BillM223
Expert Alumni

Retirement tax questions

I am not sure what you are trying to say, but this is how HSAs work.

 

Contributions:

Your employer can make contributions to your HSA or you can through payroll deduction. The amount (together) is reported on your W-2 in box 12 with a code of W. This code W amount is removed from Wages in boxes 1, 3, and 5 before your W-2 is printed. This is the tax benefit of this kind of contribution - the amount is never reported as part of your income at all.

 

You can also make direct contributions to your HSA. Any contributions made this way are reported on line 13 of Schedule 1 (1040) as an adjustment to gross income.

 

Your contributions are limited to an annual amount determined by the type of HDHP policy you have times the number of months you have it (and no other conflicting insurance). Any amount more than this annual HSA contribution limit is considered "excess" contributions.

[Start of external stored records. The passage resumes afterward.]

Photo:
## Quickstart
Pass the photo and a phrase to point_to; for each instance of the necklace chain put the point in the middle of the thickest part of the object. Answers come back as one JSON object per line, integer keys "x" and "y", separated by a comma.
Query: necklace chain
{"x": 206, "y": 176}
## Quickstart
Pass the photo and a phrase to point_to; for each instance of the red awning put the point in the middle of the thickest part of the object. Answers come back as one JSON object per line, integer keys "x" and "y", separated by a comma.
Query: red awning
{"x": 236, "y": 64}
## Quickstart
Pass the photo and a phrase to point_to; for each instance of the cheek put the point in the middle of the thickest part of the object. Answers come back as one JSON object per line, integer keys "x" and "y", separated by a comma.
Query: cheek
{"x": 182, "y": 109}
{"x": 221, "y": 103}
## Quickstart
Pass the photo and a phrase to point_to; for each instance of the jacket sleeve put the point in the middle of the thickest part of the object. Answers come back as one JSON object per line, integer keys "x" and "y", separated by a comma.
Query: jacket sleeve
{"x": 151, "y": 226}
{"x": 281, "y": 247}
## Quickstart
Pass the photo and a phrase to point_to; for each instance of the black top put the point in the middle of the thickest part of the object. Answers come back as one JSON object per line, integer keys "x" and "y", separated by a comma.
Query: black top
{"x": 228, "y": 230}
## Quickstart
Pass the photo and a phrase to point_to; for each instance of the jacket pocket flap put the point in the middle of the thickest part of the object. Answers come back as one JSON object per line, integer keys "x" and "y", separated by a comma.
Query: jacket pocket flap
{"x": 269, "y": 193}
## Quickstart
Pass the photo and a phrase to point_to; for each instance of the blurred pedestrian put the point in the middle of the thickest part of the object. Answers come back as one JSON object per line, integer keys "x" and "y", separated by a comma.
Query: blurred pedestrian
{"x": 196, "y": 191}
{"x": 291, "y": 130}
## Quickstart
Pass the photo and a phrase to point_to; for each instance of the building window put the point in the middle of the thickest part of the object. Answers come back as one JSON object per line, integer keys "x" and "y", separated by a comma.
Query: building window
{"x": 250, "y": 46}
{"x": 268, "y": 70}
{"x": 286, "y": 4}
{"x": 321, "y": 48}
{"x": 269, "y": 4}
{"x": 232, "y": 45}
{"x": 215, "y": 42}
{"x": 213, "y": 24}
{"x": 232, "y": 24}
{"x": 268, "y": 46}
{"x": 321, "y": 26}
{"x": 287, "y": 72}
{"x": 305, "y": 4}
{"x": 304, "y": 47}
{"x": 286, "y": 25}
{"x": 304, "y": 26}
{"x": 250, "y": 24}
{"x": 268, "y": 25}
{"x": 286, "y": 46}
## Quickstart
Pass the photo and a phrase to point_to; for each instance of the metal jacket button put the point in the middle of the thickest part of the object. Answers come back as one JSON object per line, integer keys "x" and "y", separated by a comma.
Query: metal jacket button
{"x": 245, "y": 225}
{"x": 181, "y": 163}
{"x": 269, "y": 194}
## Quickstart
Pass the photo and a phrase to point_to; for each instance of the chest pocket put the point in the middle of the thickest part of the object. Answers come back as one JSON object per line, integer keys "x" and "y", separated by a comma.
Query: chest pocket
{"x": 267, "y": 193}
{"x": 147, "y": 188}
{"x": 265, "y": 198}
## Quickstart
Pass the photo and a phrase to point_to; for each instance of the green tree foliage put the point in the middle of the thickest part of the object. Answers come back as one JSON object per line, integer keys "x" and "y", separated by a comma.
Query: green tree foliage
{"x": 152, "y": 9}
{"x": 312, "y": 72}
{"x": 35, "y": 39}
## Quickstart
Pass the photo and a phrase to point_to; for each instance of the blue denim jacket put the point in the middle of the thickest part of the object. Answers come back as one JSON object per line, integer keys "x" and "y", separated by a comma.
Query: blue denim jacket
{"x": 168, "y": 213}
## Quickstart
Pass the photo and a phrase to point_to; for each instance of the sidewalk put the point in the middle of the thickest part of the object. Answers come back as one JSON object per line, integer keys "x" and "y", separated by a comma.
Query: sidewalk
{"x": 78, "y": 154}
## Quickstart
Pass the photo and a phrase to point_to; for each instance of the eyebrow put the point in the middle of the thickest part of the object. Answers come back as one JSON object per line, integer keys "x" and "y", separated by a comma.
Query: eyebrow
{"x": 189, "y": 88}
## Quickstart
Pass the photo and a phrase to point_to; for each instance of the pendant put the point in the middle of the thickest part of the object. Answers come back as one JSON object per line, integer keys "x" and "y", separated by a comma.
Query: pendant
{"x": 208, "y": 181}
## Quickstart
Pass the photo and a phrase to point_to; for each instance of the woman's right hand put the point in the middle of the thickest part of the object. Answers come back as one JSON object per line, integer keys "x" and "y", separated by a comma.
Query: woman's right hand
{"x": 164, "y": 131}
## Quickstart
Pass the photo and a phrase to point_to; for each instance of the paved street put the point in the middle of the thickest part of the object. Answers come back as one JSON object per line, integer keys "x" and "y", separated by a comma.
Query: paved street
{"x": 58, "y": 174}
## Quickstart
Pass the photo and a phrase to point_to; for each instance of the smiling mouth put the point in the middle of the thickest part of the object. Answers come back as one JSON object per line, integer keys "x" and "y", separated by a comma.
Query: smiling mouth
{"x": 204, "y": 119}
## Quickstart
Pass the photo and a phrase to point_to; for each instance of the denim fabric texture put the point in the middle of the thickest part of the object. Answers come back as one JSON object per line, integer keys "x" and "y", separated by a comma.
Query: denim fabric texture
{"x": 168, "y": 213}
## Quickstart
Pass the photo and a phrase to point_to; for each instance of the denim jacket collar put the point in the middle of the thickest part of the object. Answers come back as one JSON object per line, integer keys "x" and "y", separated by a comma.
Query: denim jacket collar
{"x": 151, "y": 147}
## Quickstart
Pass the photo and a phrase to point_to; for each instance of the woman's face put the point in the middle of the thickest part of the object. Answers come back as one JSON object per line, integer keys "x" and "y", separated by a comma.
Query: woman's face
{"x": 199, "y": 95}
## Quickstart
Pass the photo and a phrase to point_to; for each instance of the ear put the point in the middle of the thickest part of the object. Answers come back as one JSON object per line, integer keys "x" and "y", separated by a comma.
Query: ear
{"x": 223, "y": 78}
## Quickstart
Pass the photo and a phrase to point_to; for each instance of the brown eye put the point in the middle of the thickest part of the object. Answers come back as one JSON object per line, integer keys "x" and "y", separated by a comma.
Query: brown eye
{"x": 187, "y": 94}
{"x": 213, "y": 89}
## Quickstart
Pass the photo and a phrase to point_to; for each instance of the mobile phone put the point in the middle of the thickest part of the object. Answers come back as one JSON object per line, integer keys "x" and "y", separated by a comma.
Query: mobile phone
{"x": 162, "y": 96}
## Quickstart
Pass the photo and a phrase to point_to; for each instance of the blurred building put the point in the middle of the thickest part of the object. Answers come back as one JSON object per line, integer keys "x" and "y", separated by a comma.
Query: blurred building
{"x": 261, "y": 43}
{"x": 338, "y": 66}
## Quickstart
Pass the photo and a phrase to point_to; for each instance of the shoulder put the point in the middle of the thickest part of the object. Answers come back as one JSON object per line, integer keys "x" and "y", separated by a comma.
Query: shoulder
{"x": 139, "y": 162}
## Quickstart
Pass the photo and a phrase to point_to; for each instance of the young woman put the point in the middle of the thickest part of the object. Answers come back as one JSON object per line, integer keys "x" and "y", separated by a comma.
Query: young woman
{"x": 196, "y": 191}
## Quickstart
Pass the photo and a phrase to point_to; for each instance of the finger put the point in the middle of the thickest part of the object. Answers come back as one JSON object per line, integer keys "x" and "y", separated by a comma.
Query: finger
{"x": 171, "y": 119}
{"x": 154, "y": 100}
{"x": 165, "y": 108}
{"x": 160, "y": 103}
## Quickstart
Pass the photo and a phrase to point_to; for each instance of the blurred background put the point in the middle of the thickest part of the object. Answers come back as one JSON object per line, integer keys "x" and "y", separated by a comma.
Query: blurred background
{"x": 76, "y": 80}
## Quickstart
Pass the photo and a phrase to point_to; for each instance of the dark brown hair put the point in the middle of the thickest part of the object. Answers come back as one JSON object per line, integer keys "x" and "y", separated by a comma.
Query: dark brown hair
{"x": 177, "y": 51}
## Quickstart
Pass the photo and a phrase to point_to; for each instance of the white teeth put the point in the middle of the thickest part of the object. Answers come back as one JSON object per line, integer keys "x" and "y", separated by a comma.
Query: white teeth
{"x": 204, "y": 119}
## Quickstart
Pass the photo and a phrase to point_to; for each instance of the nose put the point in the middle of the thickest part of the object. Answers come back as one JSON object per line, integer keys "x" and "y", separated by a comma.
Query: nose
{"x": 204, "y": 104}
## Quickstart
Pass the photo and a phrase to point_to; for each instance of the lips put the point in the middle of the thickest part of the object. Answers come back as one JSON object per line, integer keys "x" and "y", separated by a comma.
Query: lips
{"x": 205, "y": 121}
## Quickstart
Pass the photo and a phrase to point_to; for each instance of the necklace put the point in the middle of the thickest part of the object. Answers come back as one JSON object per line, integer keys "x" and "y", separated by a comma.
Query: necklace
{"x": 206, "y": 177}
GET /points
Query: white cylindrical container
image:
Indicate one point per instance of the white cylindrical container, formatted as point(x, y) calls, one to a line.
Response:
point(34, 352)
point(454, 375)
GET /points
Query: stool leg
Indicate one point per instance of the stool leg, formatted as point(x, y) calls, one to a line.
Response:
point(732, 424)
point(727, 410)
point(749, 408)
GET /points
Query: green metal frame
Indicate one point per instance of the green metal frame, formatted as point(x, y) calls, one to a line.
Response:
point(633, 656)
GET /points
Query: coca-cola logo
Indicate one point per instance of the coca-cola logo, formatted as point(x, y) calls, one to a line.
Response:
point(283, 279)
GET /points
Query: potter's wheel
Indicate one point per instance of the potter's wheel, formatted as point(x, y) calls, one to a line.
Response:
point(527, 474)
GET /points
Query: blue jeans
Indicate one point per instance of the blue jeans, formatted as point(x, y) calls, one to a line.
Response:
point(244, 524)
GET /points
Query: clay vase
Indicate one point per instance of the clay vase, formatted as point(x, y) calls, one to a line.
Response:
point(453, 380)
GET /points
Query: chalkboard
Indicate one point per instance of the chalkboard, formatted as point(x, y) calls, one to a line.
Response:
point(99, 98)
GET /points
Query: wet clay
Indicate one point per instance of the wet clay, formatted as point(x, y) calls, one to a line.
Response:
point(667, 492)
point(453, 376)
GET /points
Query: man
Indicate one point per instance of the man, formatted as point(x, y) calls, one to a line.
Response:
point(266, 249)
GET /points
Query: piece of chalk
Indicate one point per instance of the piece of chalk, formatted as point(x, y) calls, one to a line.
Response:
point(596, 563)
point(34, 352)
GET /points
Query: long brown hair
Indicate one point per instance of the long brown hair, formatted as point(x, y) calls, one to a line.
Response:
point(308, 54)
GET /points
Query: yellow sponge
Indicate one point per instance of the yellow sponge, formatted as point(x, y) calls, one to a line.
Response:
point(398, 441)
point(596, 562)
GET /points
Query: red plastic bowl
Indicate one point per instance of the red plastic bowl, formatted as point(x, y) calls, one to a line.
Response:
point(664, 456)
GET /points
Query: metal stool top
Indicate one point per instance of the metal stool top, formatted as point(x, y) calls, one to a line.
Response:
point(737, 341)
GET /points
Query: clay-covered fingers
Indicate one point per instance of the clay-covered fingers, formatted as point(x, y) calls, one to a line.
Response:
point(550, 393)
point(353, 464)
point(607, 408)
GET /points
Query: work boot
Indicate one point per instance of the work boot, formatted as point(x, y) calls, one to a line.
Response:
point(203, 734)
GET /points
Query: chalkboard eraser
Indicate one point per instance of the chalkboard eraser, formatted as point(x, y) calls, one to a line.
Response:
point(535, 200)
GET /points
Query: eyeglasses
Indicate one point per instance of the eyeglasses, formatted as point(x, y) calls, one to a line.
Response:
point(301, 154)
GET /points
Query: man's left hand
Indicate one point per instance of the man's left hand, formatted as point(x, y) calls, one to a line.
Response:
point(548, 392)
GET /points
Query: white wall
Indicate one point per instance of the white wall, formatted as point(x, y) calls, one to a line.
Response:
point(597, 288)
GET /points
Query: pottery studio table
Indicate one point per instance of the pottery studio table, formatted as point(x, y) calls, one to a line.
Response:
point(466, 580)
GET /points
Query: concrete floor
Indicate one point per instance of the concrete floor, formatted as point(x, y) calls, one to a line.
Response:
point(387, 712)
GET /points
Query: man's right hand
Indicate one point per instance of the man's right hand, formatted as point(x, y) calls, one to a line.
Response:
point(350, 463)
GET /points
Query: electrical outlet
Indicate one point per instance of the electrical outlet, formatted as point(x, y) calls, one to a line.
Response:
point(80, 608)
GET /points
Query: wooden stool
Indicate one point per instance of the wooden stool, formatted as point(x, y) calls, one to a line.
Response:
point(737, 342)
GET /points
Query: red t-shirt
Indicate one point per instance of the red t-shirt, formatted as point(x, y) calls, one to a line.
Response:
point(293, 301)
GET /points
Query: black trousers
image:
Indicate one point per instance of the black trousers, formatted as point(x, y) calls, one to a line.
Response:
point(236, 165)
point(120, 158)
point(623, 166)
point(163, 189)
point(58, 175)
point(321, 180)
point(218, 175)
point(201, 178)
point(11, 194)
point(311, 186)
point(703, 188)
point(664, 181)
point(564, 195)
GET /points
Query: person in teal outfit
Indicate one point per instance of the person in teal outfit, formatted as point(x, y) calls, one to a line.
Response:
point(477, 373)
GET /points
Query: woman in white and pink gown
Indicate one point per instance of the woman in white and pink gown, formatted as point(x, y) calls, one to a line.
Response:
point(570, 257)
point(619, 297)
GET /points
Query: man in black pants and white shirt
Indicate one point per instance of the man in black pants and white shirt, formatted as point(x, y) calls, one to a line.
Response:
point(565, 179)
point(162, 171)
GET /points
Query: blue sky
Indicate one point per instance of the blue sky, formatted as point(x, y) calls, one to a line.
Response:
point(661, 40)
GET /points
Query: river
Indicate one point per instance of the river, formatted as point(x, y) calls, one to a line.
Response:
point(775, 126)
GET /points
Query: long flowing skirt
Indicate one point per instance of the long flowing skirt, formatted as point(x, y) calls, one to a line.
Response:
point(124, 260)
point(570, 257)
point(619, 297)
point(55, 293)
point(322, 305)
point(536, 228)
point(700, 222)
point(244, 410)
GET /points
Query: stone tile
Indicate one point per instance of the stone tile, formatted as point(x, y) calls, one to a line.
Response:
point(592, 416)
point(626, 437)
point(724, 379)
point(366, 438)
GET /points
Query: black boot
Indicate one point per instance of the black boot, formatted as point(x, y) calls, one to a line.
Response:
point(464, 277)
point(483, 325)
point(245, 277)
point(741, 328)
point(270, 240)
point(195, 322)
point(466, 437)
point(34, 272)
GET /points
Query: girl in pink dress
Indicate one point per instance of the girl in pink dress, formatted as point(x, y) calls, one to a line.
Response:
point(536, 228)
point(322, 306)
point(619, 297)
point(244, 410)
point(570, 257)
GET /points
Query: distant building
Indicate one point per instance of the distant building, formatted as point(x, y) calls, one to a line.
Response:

NOTE: your excess contributions have nothing to with how much you have spent out of your HSA. HSAs are not like FSAs in which you have spend all the money contributed for the year or lose it. Instead, the amount in the HSA rides from year to year until you spend it.

 

Am I right in guessing that TurboTax is telling you that you have excess contributions and you don't see how since you have spent nearly everything in your HSA? If so, as you can see from the previous discussion, the excess is due to contributing more than the annual HSA contribution limit for you.

 

If this does not make sense, then come back and tell us what kind of HDHP policy you have, which months that you had it, if you are 55 or older, and how much was contributed to your HSA by you, your employer, your spouse, or anyone one else eligible on the planet.